UPDF calls up 2 000 reservists for deployment to Somalia


The Ugandan People’s Defence Force (UPDF) has called up 2 000 army reservists, who will undergo a month-long military refresher course before deployment to the African Union mission in Somalia. They are set to replace Uganda Battle Group 9 when it returns home in January.

In a statement, Captain Deo Akiiki of the UPDF’s 3rd Division said the army will recall retired UPDF soldiers and auxiliary forces.

He said they are specifically looking for reservists who served in counter-insurgency operations against Joseph Kony and the Lord’s Resistance Army (LRA) in the north, the Allied Democratic Forces (ADF) rebels in the Ruwenzori region and armed cattle rustlers and bandits in the Karamoja region.

The re-training programme is set to begin today at the UPDF Bugema Barracks in Mbale, UPDF Gaddafi Barracks in Jinja and the UPDF 3rd Division Barracks in Moroto.

The force will be deployed in January to Somalia where Uganda provides the bulk of the 17 000 African Union (AU) forces battling al-Shabaab militants.

Until the deployment of the Kenyan Defence Forces (KDF) to Somalia more than a year ago, the UPDF formed the backbone of the AU fighting force there.

The entry of the KDF in late 2011 allowed African Union forces to launch wider operations focused on seizing central and southern Somalia, particularly the ports of Baidoa and Kismayo.

Over a period of ten months, the KDF battled slowly through southern Somalia, capturing several small sea-ports and eventually scoring the conflict’s major victory by capturing the al-Shabaab stronghold and economic epicentre of Kismayo in October.

Although severely weakened militarily and in disarray organisationally, al-Shabaab remains active and has resorted to guerrilla warfare to carry on fighting, especially in central Somalia where it is battling the UPDF and in the south despite the massive land, sea and airborne KDF onslaught.

Nearly 1 700 soldiers of Ugandan Battle Group 9, which was deployed in central Somalia in March this year, will return home in January 2013. The UPDF is steadily increasing its force in Somalia from 5 160 previously and expects to have a total strength of 6 860 when the deployment of fresh troops is completed.

The build-up of forces is in line with a UN resolution which authorised AMISOM forces in Somalia to increase their numbers as the military action has moved to counter-insurgency operations beyond the capital Mogadishu.

Apart from Kenya and Uganda, the AMISOM force in Somalia has contingents drawn from Rwanda, Burundi and Senegal. However, the UPDF call-up for Somalia comes at a time when Uganda’s continued involvement in UN and AU missions is threatened by increasingly frosty relations with the UN.

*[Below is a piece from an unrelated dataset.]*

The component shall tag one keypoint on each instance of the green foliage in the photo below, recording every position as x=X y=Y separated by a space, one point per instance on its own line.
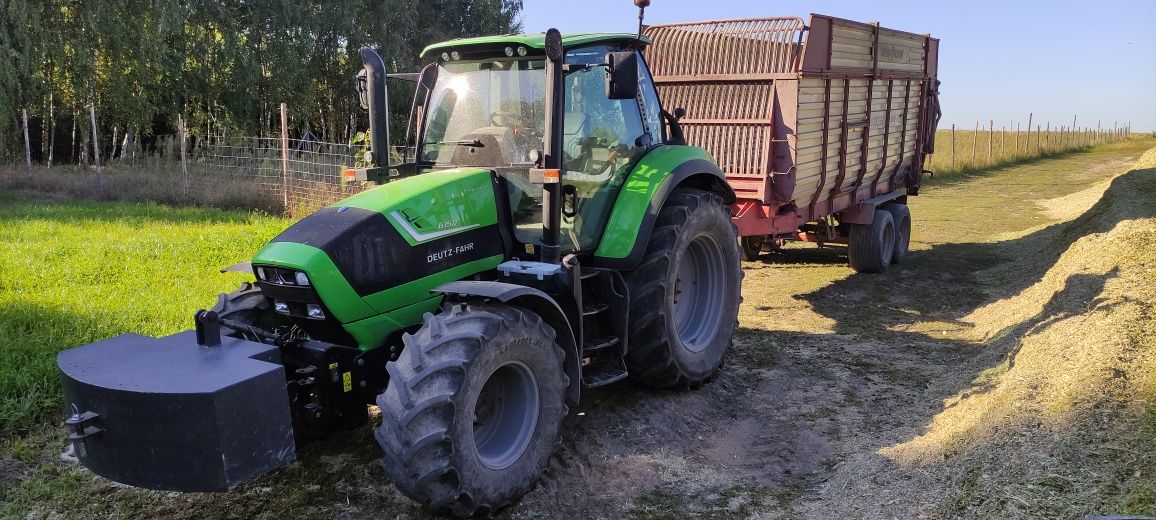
x=225 y=65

The country has threatened to withdraw the UPDF from all US and UN backed regional military operations to protest UN accusations that it is backing the M-23 rebellion in the eastern Democratic Republic of Congo.

Following the publication of the damning UN Group of Experts report on the conflict in Eastern DRC, Uganda wrote to UN Secretary General Ban Ki Moon informing him that it will withdraw from the AU mission in Somalia and the hunt for Joseph Kony in the Central Africa Republic and the DRC unless the UN corrected its report, which it has vocally dismissed as baseless and fabricated to malign its interests.

Among other alleged misdeeds, the leaked UN report accuses Uganda of providing UPDF military units to help the M-23, providing and delivering ammunition, providing technical assistance, joint planning, political advice and facilitation of the groups’ external relations programmes.

It also accused Rwanda of providing Rwandan Defence Forces (RDF) units to back M-23 military operations. Rwanda, whose defence minister James Kabarebe is accused of being the real leader of the M-23, has also reacted angrily and dismissed the UN report as false and deliberately misleading.